My workday mornings were playful, fun, and challenging at the same time, especially to get out of the house. Breastfeeding in the mornings is not easy and for obvious reasons not workable for many working families. My mornings had to start at least 2 to 3 hours before I had to leave for work, so I had enough time before my baby was up to take care of morning chores, not rush her through nursing, and get an early start to work.

During a critical phase of a project at work, for months I would use alarms to wake myself up in the middle of the night after few hours of sleep. In all those moments, I just had to remind myself that even this would pass, to stay determined on my breastfeeding goals, and to keep going.

Our Marriage

At nights, nursing to put her to bed meant often that the dishwasher wasn’t loaded and the kitchen was a mess. Nursing on demand also meant that my husband had to pick up on chores where I left off. What resulted was a true partnership.

A Change in Jobs

When our daughter was born, my husband and I had jobs in different cities. We had figured our leave schedule so we were together the first year. After that, while we were still figuring out how to work it all out, there was an academic semester of my husband’s that I had to manage as a single mom with some domestic help and baby in daycare. It was one of the toughest times I had managing work and home and gave me a better appreciation of what was needed for my family.

At that point, I decided to change my job to one where the immediacy of deadlines was less intense.
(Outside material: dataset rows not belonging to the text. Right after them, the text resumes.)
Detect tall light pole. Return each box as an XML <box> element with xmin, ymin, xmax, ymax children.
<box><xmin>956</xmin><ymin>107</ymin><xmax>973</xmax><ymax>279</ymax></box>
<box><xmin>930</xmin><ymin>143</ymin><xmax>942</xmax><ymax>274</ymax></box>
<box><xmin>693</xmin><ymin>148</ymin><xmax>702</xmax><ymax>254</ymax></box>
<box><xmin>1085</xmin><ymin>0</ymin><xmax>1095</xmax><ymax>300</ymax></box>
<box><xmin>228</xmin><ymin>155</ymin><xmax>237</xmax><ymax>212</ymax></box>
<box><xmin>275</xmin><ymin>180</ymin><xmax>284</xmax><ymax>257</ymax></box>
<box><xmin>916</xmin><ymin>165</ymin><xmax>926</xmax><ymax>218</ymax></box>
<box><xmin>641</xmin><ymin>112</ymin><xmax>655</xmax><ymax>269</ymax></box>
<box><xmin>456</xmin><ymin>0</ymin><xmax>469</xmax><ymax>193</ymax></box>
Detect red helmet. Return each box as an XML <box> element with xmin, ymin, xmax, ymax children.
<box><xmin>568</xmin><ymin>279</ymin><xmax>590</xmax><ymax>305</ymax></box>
Leaving a project and team I loved dearly was not an easy decision, but something had to change.

Soon afterwards, as luck would have it, my husband was able to move his academic job to a branch campus much closer to home. All in all, it meant that it was only after her second birthday that we both could see her go to bed and get up in the morning every day of the week. Separation from her father for extended periods of time in the first 2 years also meant that our daughter grew much more attached to me then her father and her need for attachment and comfort with me would have made it very hard to wean her earlier.

Weaning

Two years and counting, I wondered when I was going to get my full night uninterrupted sleep. This is when I reached out to other moms at work who had followed baby-led weaning to hear their stories and experiences. We have this amazing working moms network where members respond to questions on a variety of parenting topics. We also have a moms mentoring program. This is especially important in a workplace that operates around the clock and therefore is obviously fraught with challenges for young families. Hearing from others that every child does wean themselves with some support from the moms when they are ready made all the difference for me.

Another big change was I had a job that offered me much more flexibility in the hours I spent at work or doing weekend coverage. Once we made the decision about following baby-led weaning, I had to come to terms with our nursing routine. By this time, I had nursed her wherever we traveled in India and the United States, from trains to buses, flights and metros, and all kinds of public spaces. We had managed 2 tough winters of daycare infections coming home and the long night nursings that come with a sick baby. By the third winter, however, I could already see the benefits of stronger immunity that my daughter developed due to extended breastfeeding.

And here we are. My daughter has weaned. All in all, my breastfeeding and baby-led weaning experience has given me confidence in my parenting journey.